Only a few people know that something is terribly wrong. Of course, Bergen and Naomi do—they’re stuck in front-row seats at this horror show, every single day. There’s also my G.P., Dr. Mintz, and my therapist, Theresa. And finally, my Toronto Trio: Ruthie, Bonnie, and Sweet Lisa. They call every day to talk to me, but because my Cry Lady is rude and unruly—always erupting into tears, interrupting conversations—I hardly get a word in edgewise. Fortunately, my friends are fluent in melancholy, so my sniffles and snorts make sense. They know this is no ordinary case of the blues. Whatever is bringing me down is serious and dangerous. I let their familiar voices assure me: “It’s not your fault that you’re sick.” “You’ll find out what’s wrong.” “You will feel better soon.” “See Theresa as much as possible; no matter what it costs, you’re worth it.” And with their constant love and guidance, I take each day one moment at a time—while Bergen spends almost every moment of his time taking care of me.
2
Breaking News Is Hard to Do
I DON’T WANT TO KILL MYSELF. I just want to be dead. Like the Lucky Ones in the obituaries. Every morning I greet them with green-eyed envy. Hello, Dearly Departed. Bonjour, Tragically Taken. Nice to meet you, Sorely Missed. Welcome, Gone But Not Forgotten. Breakfast just wouldn’t be the same without their alphabetized, memorialized faces staring out at me from the newspaper. I always appreciate their company—they’re such a breath of fresh death air.
I feel more at ease with these dead strangers than I do with my living loved ones. Dead strangers don’t make messes or noises or demands. They don’t notice if teeth need brushing or pajamas need washing. Best of all, they are immune to misery—which is a great relief for my guilty conscience.
I’m mortified by the insidious way my suffering has contaminated our home. It’s been just one week since my crash, and already apprehension hangs in the air, sadness frames every doorway, stress creeps into each room. I blame myself for dragging my family down, leading them to the edge of this dark hole—the portal to my depression. Where they watch me picking at my food, searching for my snapshot and Lucky One liberation. And where I watch them carry on.

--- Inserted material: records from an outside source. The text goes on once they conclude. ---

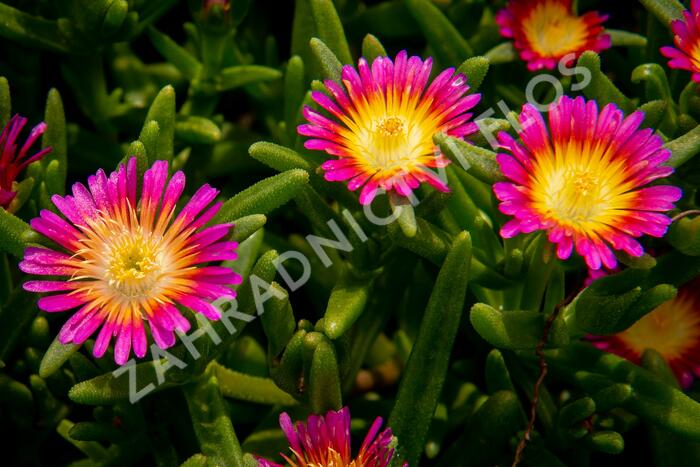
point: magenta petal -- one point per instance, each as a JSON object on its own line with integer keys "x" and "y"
{"x": 55, "y": 303}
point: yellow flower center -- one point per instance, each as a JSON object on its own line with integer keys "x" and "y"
{"x": 553, "y": 31}
{"x": 133, "y": 264}
{"x": 695, "y": 55}
{"x": 580, "y": 187}
{"x": 575, "y": 195}
{"x": 391, "y": 133}
{"x": 390, "y": 127}
{"x": 670, "y": 329}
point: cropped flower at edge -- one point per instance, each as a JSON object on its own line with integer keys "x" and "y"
{"x": 686, "y": 54}
{"x": 125, "y": 261}
{"x": 582, "y": 180}
{"x": 381, "y": 130}
{"x": 15, "y": 158}
{"x": 545, "y": 31}
{"x": 325, "y": 441}
{"x": 672, "y": 329}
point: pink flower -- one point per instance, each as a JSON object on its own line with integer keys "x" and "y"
{"x": 544, "y": 31}
{"x": 127, "y": 259}
{"x": 672, "y": 329}
{"x": 13, "y": 159}
{"x": 686, "y": 54}
{"x": 582, "y": 179}
{"x": 381, "y": 130}
{"x": 325, "y": 441}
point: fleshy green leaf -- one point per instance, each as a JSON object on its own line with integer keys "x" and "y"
{"x": 665, "y": 10}
{"x": 56, "y": 138}
{"x": 211, "y": 422}
{"x": 294, "y": 92}
{"x": 601, "y": 88}
{"x": 479, "y": 162}
{"x": 475, "y": 69}
{"x": 278, "y": 157}
{"x": 514, "y": 329}
{"x": 250, "y": 388}
{"x": 54, "y": 358}
{"x": 264, "y": 196}
{"x": 162, "y": 111}
{"x": 684, "y": 148}
{"x": 188, "y": 65}
{"x": 197, "y": 130}
{"x": 5, "y": 102}
{"x": 372, "y": 48}
{"x": 347, "y": 302}
{"x": 240, "y": 75}
{"x": 502, "y": 53}
{"x": 330, "y": 30}
{"x": 31, "y": 30}
{"x": 449, "y": 45}
{"x": 15, "y": 234}
{"x": 324, "y": 377}
{"x": 426, "y": 368}
{"x": 328, "y": 63}
{"x": 621, "y": 38}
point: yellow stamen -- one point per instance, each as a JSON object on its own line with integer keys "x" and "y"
{"x": 671, "y": 328}
{"x": 554, "y": 31}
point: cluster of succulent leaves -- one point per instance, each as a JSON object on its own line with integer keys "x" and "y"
{"x": 431, "y": 322}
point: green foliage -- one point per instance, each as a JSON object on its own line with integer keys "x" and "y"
{"x": 430, "y": 319}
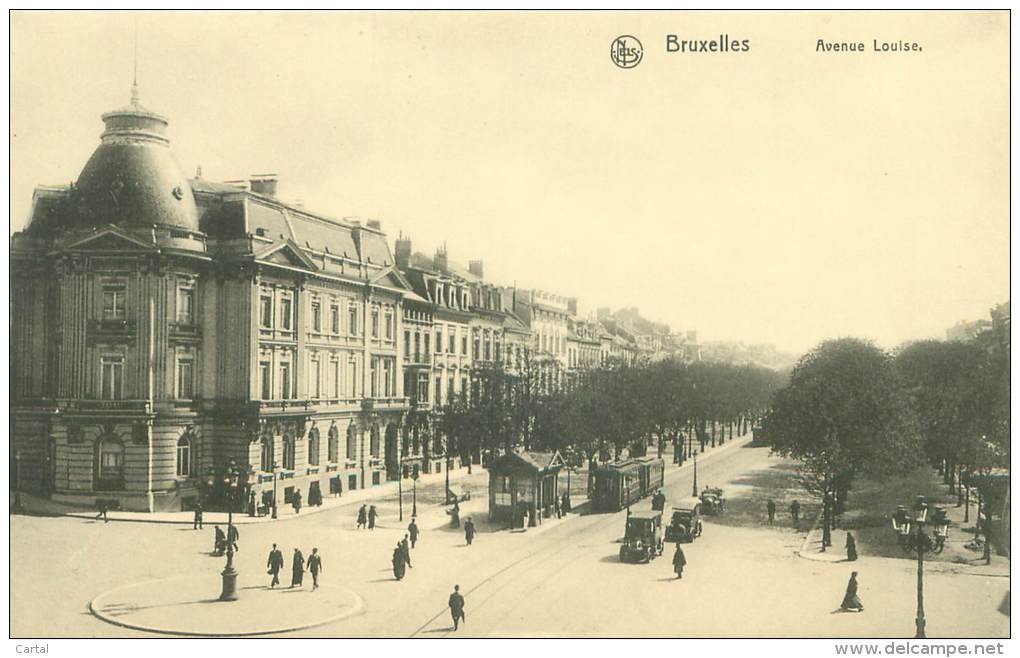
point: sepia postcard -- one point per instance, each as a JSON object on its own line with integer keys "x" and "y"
{"x": 510, "y": 324}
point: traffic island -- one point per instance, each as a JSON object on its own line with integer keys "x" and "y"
{"x": 190, "y": 606}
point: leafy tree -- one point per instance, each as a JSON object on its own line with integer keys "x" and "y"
{"x": 844, "y": 413}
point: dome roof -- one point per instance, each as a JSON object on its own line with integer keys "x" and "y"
{"x": 132, "y": 179}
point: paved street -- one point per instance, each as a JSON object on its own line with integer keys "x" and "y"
{"x": 563, "y": 578}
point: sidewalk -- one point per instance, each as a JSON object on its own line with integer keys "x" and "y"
{"x": 34, "y": 505}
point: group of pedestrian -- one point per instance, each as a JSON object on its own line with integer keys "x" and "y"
{"x": 298, "y": 565}
{"x": 366, "y": 517}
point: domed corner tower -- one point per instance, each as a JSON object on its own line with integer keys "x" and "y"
{"x": 134, "y": 182}
{"x": 114, "y": 306}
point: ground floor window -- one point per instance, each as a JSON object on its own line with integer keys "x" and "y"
{"x": 185, "y": 453}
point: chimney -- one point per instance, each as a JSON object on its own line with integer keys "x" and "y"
{"x": 402, "y": 252}
{"x": 264, "y": 184}
{"x": 442, "y": 261}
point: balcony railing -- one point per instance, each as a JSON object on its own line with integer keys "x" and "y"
{"x": 418, "y": 359}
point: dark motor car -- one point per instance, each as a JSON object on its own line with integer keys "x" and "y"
{"x": 643, "y": 538}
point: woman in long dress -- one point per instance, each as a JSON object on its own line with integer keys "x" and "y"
{"x": 298, "y": 570}
{"x": 850, "y": 600}
{"x": 399, "y": 562}
{"x": 851, "y": 548}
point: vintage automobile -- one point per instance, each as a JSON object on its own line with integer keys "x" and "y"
{"x": 685, "y": 524}
{"x": 712, "y": 501}
{"x": 643, "y": 538}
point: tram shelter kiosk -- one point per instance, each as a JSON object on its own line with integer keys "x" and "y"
{"x": 523, "y": 485}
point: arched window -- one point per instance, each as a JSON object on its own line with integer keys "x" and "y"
{"x": 373, "y": 446}
{"x": 185, "y": 455}
{"x": 313, "y": 448}
{"x": 351, "y": 438}
{"x": 288, "y": 452}
{"x": 334, "y": 448}
{"x": 110, "y": 463}
{"x": 267, "y": 450}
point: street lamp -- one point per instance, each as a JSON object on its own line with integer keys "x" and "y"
{"x": 273, "y": 510}
{"x": 414, "y": 491}
{"x": 912, "y": 538}
{"x": 230, "y": 592}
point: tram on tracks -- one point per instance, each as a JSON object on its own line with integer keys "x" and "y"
{"x": 623, "y": 483}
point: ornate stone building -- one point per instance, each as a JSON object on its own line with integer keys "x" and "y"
{"x": 163, "y": 327}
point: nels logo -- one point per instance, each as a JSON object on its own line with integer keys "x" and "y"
{"x": 626, "y": 51}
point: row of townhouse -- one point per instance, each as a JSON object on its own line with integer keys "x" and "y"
{"x": 164, "y": 327}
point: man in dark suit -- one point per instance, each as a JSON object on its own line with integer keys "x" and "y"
{"x": 274, "y": 564}
{"x": 456, "y": 606}
{"x": 314, "y": 566}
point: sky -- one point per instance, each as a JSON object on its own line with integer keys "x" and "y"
{"x": 781, "y": 195}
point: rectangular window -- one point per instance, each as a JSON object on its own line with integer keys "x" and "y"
{"x": 286, "y": 313}
{"x": 186, "y": 305}
{"x": 352, "y": 319}
{"x": 388, "y": 378}
{"x": 265, "y": 378}
{"x": 114, "y": 298}
{"x": 285, "y": 381}
{"x": 186, "y": 378}
{"x": 265, "y": 314}
{"x": 316, "y": 378}
{"x": 316, "y": 317}
{"x": 422, "y": 388}
{"x": 111, "y": 377}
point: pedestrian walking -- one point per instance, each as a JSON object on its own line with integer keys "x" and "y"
{"x": 679, "y": 561}
{"x": 456, "y": 604}
{"x": 412, "y": 532}
{"x": 398, "y": 562}
{"x": 218, "y": 542}
{"x": 274, "y": 564}
{"x": 233, "y": 536}
{"x": 850, "y": 600}
{"x": 314, "y": 566}
{"x": 407, "y": 550}
{"x": 297, "y": 569}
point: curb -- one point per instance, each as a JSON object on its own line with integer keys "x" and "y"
{"x": 93, "y": 607}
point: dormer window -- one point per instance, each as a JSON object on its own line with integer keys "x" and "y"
{"x": 114, "y": 298}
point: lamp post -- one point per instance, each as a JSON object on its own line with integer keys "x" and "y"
{"x": 230, "y": 591}
{"x": 272, "y": 512}
{"x": 414, "y": 491}
{"x": 915, "y": 540}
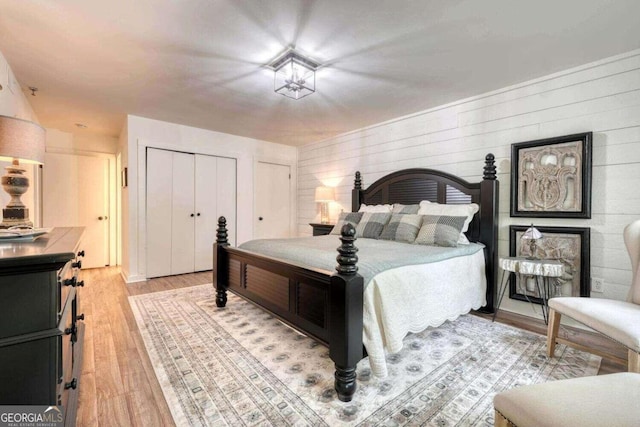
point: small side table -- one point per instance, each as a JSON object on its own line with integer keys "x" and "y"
{"x": 321, "y": 229}
{"x": 542, "y": 269}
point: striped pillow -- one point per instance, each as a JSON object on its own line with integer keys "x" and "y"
{"x": 371, "y": 224}
{"x": 402, "y": 227}
{"x": 352, "y": 218}
{"x": 408, "y": 209}
{"x": 440, "y": 230}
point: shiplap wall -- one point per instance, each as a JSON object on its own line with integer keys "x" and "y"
{"x": 602, "y": 97}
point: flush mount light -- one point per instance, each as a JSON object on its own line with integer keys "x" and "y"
{"x": 294, "y": 75}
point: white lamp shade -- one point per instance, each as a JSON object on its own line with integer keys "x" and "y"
{"x": 532, "y": 233}
{"x": 325, "y": 194}
{"x": 22, "y": 140}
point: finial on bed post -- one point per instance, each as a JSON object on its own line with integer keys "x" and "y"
{"x": 347, "y": 257}
{"x": 220, "y": 274}
{"x": 346, "y": 314}
{"x": 489, "y": 167}
{"x": 358, "y": 181}
{"x": 356, "y": 193}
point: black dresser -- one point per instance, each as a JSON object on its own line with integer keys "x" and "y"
{"x": 41, "y": 324}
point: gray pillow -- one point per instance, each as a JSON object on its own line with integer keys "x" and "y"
{"x": 352, "y": 218}
{"x": 371, "y": 224}
{"x": 408, "y": 209}
{"x": 440, "y": 230}
{"x": 402, "y": 227}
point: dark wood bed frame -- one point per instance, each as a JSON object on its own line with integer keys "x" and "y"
{"x": 328, "y": 306}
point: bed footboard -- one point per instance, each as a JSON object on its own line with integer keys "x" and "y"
{"x": 325, "y": 306}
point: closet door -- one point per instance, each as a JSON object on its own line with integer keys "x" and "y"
{"x": 206, "y": 209}
{"x": 226, "y": 195}
{"x": 183, "y": 214}
{"x": 159, "y": 211}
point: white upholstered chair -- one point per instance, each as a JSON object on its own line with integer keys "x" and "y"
{"x": 597, "y": 401}
{"x": 618, "y": 320}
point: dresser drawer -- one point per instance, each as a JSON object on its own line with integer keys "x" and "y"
{"x": 29, "y": 303}
{"x": 30, "y": 369}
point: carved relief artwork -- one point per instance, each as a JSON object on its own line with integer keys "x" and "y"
{"x": 569, "y": 245}
{"x": 548, "y": 178}
{"x": 552, "y": 177}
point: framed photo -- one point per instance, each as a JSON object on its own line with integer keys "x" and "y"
{"x": 552, "y": 177}
{"x": 569, "y": 245}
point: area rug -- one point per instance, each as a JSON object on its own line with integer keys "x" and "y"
{"x": 240, "y": 366}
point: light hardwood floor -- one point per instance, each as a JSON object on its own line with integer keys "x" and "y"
{"x": 118, "y": 386}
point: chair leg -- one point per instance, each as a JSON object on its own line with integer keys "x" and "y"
{"x": 633, "y": 364}
{"x": 500, "y": 421}
{"x": 552, "y": 331}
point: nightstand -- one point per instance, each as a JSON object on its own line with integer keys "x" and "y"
{"x": 543, "y": 270}
{"x": 321, "y": 229}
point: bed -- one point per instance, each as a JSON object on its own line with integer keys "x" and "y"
{"x": 329, "y": 304}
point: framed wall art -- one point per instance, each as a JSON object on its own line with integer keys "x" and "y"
{"x": 552, "y": 177}
{"x": 569, "y": 245}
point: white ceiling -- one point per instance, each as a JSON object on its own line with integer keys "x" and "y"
{"x": 201, "y": 62}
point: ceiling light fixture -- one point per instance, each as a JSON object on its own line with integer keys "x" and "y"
{"x": 294, "y": 75}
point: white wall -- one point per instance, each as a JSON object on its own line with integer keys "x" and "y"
{"x": 14, "y": 103}
{"x": 143, "y": 133}
{"x": 602, "y": 97}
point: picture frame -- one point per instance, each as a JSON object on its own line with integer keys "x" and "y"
{"x": 551, "y": 177}
{"x": 125, "y": 177}
{"x": 570, "y": 245}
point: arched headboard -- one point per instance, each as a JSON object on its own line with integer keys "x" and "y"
{"x": 411, "y": 186}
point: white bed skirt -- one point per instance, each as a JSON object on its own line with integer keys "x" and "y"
{"x": 413, "y": 298}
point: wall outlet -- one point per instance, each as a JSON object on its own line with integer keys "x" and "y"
{"x": 597, "y": 284}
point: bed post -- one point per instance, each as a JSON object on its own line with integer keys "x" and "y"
{"x": 356, "y": 196}
{"x": 345, "y": 319}
{"x": 220, "y": 271}
{"x": 489, "y": 230}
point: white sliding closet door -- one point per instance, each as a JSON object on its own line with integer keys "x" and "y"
{"x": 183, "y": 215}
{"x": 159, "y": 212}
{"x": 186, "y": 193}
{"x": 206, "y": 209}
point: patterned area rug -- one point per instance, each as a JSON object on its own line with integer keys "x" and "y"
{"x": 240, "y": 366}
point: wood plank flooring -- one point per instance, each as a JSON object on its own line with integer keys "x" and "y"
{"x": 118, "y": 385}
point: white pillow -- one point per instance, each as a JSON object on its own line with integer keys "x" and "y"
{"x": 469, "y": 209}
{"x": 375, "y": 208}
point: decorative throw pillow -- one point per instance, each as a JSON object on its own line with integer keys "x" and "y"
{"x": 440, "y": 230}
{"x": 402, "y": 227}
{"x": 375, "y": 208}
{"x": 352, "y": 218}
{"x": 406, "y": 209}
{"x": 468, "y": 210}
{"x": 371, "y": 224}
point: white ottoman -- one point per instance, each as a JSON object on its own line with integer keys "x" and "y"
{"x": 606, "y": 400}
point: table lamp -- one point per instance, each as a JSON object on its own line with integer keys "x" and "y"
{"x": 532, "y": 234}
{"x": 21, "y": 141}
{"x": 324, "y": 195}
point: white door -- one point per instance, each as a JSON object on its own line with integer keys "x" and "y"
{"x": 215, "y": 196}
{"x": 273, "y": 201}
{"x": 183, "y": 214}
{"x": 75, "y": 192}
{"x": 206, "y": 205}
{"x": 159, "y": 212}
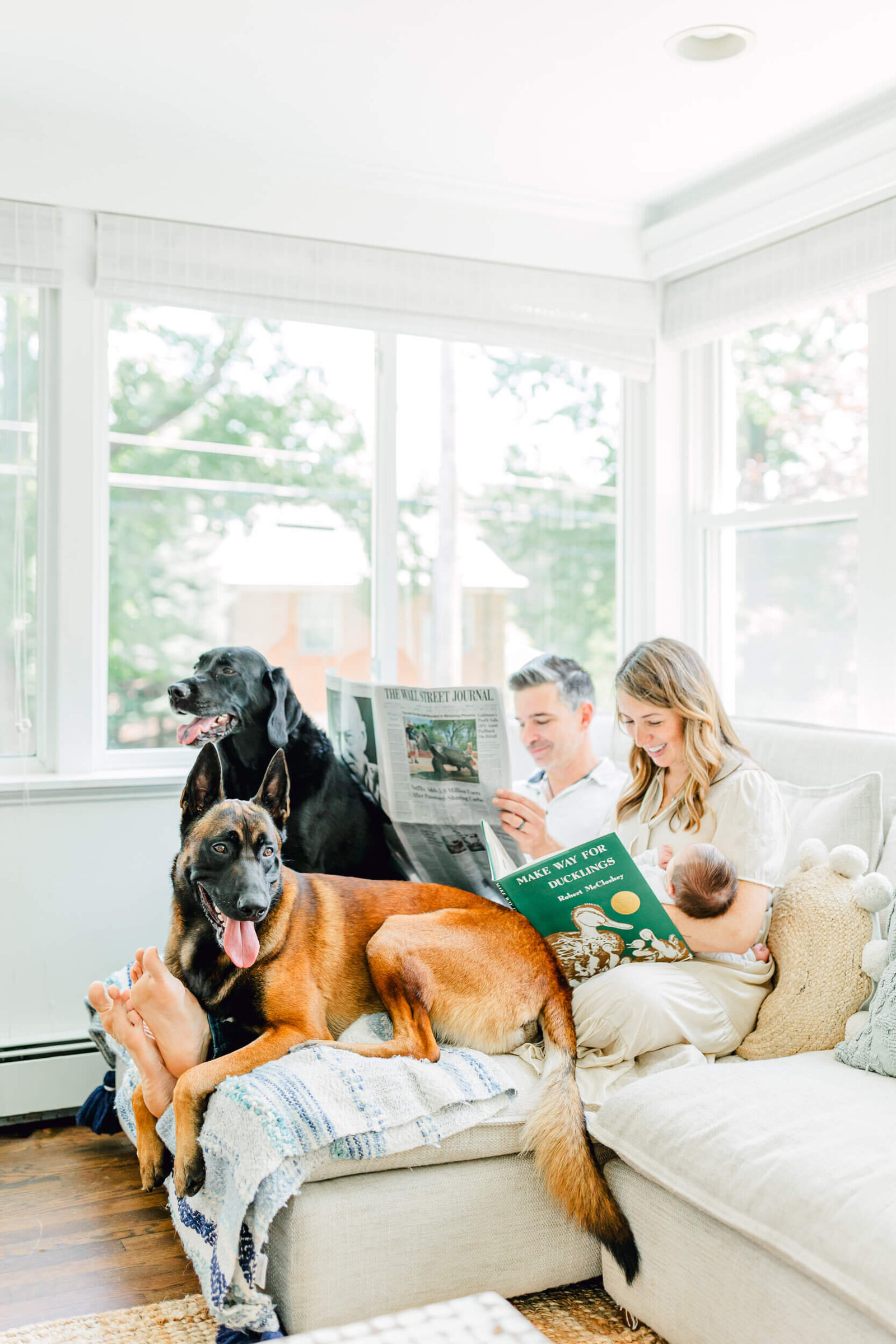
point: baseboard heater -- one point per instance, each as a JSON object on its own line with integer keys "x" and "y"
{"x": 48, "y": 1079}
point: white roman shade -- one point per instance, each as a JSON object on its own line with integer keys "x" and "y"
{"x": 852, "y": 254}
{"x": 30, "y": 244}
{"x": 595, "y": 319}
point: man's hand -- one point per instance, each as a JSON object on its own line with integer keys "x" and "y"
{"x": 526, "y": 822}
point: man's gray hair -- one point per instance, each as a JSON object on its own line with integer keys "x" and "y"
{"x": 570, "y": 678}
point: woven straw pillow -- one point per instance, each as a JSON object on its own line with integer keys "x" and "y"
{"x": 820, "y": 925}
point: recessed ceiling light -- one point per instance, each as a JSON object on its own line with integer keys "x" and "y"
{"x": 711, "y": 42}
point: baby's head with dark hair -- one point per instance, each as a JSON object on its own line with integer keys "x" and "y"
{"x": 703, "y": 882}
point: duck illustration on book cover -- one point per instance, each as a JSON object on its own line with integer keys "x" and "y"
{"x": 590, "y": 904}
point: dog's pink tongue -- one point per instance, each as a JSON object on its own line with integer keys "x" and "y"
{"x": 241, "y": 941}
{"x": 189, "y": 733}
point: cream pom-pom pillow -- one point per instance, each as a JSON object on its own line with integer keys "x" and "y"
{"x": 821, "y": 924}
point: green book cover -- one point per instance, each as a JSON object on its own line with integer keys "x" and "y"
{"x": 591, "y": 904}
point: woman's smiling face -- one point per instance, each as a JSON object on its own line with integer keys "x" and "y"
{"x": 657, "y": 731}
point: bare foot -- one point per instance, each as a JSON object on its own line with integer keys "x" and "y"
{"x": 127, "y": 1027}
{"x": 174, "y": 1015}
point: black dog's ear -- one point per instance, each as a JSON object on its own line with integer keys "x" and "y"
{"x": 273, "y": 795}
{"x": 277, "y": 730}
{"x": 203, "y": 788}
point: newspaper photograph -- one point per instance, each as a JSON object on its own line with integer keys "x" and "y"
{"x": 433, "y": 758}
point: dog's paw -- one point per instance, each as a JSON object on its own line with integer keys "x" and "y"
{"x": 153, "y": 1168}
{"x": 190, "y": 1174}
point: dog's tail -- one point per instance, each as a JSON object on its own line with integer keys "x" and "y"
{"x": 555, "y": 1133}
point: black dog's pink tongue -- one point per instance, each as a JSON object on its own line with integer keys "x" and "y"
{"x": 241, "y": 941}
{"x": 189, "y": 733}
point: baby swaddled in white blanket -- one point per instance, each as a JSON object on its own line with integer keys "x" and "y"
{"x": 700, "y": 882}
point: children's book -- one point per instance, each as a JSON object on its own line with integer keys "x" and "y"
{"x": 591, "y": 904}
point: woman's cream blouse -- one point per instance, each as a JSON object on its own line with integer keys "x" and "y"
{"x": 745, "y": 818}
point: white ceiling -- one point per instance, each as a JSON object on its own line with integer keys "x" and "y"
{"x": 570, "y": 108}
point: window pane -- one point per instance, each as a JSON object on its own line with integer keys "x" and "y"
{"x": 797, "y": 624}
{"x": 802, "y": 408}
{"x": 18, "y": 522}
{"x": 507, "y": 512}
{"x": 241, "y": 471}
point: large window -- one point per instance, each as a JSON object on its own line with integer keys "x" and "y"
{"x": 790, "y": 476}
{"x": 241, "y": 467}
{"x": 240, "y": 474}
{"x": 18, "y": 522}
{"x": 507, "y": 479}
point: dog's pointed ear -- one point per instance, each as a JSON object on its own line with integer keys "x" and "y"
{"x": 203, "y": 788}
{"x": 282, "y": 709}
{"x": 273, "y": 795}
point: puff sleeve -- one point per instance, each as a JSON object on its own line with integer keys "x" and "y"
{"x": 752, "y": 825}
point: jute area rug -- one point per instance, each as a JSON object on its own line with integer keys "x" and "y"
{"x": 581, "y": 1314}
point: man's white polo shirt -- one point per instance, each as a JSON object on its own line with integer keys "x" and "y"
{"x": 585, "y": 810}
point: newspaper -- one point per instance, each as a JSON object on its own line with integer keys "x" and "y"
{"x": 432, "y": 758}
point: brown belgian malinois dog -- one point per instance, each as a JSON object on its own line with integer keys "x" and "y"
{"x": 301, "y": 956}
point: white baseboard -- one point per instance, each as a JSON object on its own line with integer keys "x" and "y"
{"x": 48, "y": 1077}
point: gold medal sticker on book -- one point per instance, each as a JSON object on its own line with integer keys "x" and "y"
{"x": 590, "y": 904}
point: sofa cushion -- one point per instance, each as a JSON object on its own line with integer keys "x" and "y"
{"x": 839, "y": 814}
{"x": 494, "y": 1137}
{"x": 794, "y": 1154}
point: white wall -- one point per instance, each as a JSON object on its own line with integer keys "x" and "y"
{"x": 83, "y": 885}
{"x": 113, "y": 167}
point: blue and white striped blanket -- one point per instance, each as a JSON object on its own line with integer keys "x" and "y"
{"x": 264, "y": 1135}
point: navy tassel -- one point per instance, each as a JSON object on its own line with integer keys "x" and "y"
{"x": 99, "y": 1112}
{"x": 228, "y": 1336}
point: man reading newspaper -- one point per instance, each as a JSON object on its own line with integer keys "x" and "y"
{"x": 440, "y": 753}
{"x": 573, "y": 795}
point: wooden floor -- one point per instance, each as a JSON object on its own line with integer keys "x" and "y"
{"x": 77, "y": 1234}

Since I am out of commission, Bergen launches into rescue mode—taking care of everything and everyone but himself. My heart sinks as I catch glimpses of him rushing from room to room, up and down the stairs, in and out of the house. He’s like a whirling dervish, spinning from chore to chore. Cooking meals. Washing laundry. Buying groceries. Walking Nellie. Cleaning the house. Helping Naomi. Saving me—or whoever I am now. I’m certainly not the wife I once was. Or the mother. The guilt is excruciating. I can barely make eye contact with Naomi. The poor kid. It’s tough enough being thirteen and trying to fit in at high school while keeping her grades up. Now, in addition to all that, she has to endure living under the same roof with a catatonic Cry Lady and a frantic father who won’t allow her to escape this nightmare and go live at a friend’s house. Even though she has several invitations and her suitcase is packed.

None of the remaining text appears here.